There are certain places along the corridor that are designated dead spots. There are signs for these dead spots. Engineers know where these are and always have enough momentum behind them to get through the dead spot.


----------



## Dutchrailnut (Jul 29, 2009)

acelafan said:


> Probably a very simple answer to this question...but I'm sure others who have ridden the NEC might have noticed the head end power (lights/ac) might go out in the coach cars for 10, 20, or 30 secs on rare occasions. I've experienced this situation on both the Acelas & the NE Regionals. Does this mean there is a dead spot in the electrical catenary wires? If the train were moving very slowly and it hit one of these "dead spots" - could it cause the locomotive to lose power and thus effectively make the train stranded on the tracks? Would Amtrak then need to tow it to a section of electrified wire?


yes on NEC there are several phase breaks or phase gaps were a locomotive momentairy loses the power, prime exaples are cos cob bridge were a 90 foot gap exist for the bridge to be raised.

normally a train will just coast through such power interuptions but once in a while a locomotive has bad batteries and goes in emergency , so there will be need for a tow.


----------



## acelafan (Jul 29, 2009)

Cool, thanks for the replies. Always wondered about that.


----------



## Acela150 (Jul 29, 2009)

I notice this a lot on Regionals not Acela. Cause Acela has two pans up with the Regionals just the one or sometimes two. But do DC AEM-7's go up to BOS or just the AC's?


----------



## Gord (Jul 29, 2009)

Dutchrailnut said:


> acelafan said:
> 
> 
> > Probably a very simple answer to this question...but I'm sure others who have ridden the NEC might have noticed the head end power (lights/ac) might go out in the coach cars for 10, 20, or 30 secs on rare occasions.

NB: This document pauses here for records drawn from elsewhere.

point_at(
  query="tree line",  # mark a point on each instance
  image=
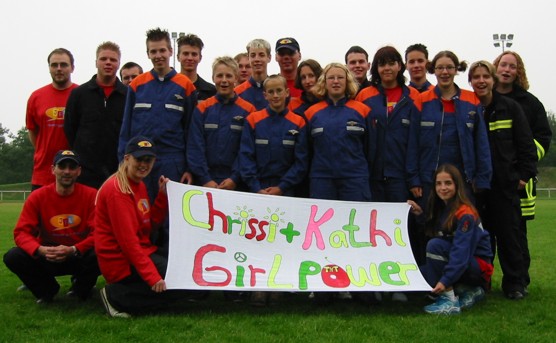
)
(16, 154)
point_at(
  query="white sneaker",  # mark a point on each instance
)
(443, 305)
(469, 297)
(112, 312)
(399, 296)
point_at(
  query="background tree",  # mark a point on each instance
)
(549, 159)
(16, 156)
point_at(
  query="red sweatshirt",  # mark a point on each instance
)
(50, 219)
(123, 224)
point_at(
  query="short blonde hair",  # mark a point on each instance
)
(228, 62)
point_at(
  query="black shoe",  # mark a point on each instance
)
(515, 295)
(44, 300)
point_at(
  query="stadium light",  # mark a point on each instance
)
(175, 36)
(503, 40)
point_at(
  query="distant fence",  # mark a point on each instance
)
(14, 195)
(545, 192)
(22, 195)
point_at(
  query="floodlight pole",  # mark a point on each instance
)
(503, 40)
(175, 36)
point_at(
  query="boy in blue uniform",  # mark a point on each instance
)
(274, 155)
(215, 132)
(159, 105)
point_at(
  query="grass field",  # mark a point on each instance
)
(295, 319)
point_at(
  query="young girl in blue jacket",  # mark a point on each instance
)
(459, 256)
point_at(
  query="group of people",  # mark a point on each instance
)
(461, 159)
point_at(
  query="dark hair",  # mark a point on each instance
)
(156, 35)
(521, 77)
(275, 77)
(385, 55)
(130, 65)
(356, 50)
(190, 39)
(241, 55)
(61, 51)
(109, 46)
(435, 205)
(417, 47)
(315, 67)
(460, 66)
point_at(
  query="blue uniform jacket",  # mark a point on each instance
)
(469, 239)
(160, 110)
(340, 138)
(214, 138)
(423, 157)
(274, 146)
(389, 134)
(253, 93)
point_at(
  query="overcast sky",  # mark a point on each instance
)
(325, 30)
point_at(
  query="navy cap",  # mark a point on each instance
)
(64, 155)
(140, 146)
(287, 43)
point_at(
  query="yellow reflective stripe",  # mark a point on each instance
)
(540, 150)
(528, 211)
(500, 124)
(528, 204)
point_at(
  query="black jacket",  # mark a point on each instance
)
(536, 116)
(513, 152)
(92, 125)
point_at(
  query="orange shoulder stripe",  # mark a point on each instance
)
(256, 117)
(314, 109)
(141, 80)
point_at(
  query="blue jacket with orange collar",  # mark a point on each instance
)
(214, 138)
(423, 157)
(390, 134)
(468, 239)
(340, 137)
(274, 146)
(160, 110)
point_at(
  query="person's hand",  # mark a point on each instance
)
(159, 287)
(417, 192)
(187, 178)
(55, 254)
(228, 184)
(415, 208)
(273, 191)
(439, 288)
(162, 181)
(211, 184)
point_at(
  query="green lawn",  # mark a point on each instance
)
(295, 319)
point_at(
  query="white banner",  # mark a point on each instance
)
(226, 240)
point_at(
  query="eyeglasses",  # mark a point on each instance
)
(508, 65)
(335, 78)
(67, 165)
(277, 91)
(448, 68)
(129, 77)
(56, 65)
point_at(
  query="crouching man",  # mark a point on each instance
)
(54, 234)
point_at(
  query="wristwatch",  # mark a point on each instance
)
(76, 252)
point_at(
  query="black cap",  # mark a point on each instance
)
(140, 146)
(63, 155)
(287, 43)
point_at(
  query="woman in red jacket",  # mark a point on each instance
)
(124, 219)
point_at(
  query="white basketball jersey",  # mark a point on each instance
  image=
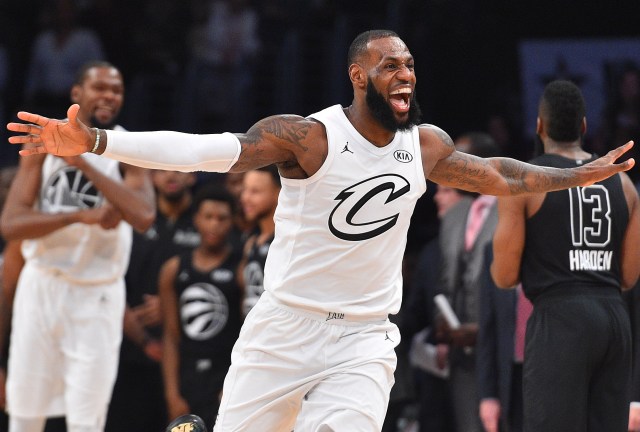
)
(341, 233)
(79, 252)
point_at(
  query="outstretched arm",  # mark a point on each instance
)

I've experienced this situation on both the Acelas & the NE Regionals. Does this mean there is a dead spot in the electrical catenary wires? If the train were moving very slowly and it hit one of these "dead spots" - could it cause the locomotive to lose power and thus effectively make the train stranded on the tracks? Would Amtrak then need to tow it to a section of electrified wire?
> ...


There are also "section insulators" spaced at regular intervals that allow sections of overhead to be electrically isolated for maintenance, repair and emergencies. They may also be used where the feed from one substation ends and the next begins or at the doors of shops or carhouses to isolate the track within to protect workers.

Variations of these section insulators are used on light rail and streetcar operations as well. With operations using regenerative braking, provision has to be made to prevent a unit in regen mode from energizing a dead line if it is braking while entering the de-energized section.

I'm just a rail mechanic and I'm sure we have some electrical engineers out there who are able to provide a more detailed explanation.

Gord


----------



## Dutchrailnut (Jul 30, 2009)

Acela150 said:


> I notice this a lot on Regionals not Acela. Cause Acela has two pans up with the Regionals just the one or sometimes two. But do DC AEM-7's go up to BOS or just the AC's?



The Pantographs on Acela are not connected, each power head is independent and only one of them supplies HEP at any time.

So Acela is effected by same power losses.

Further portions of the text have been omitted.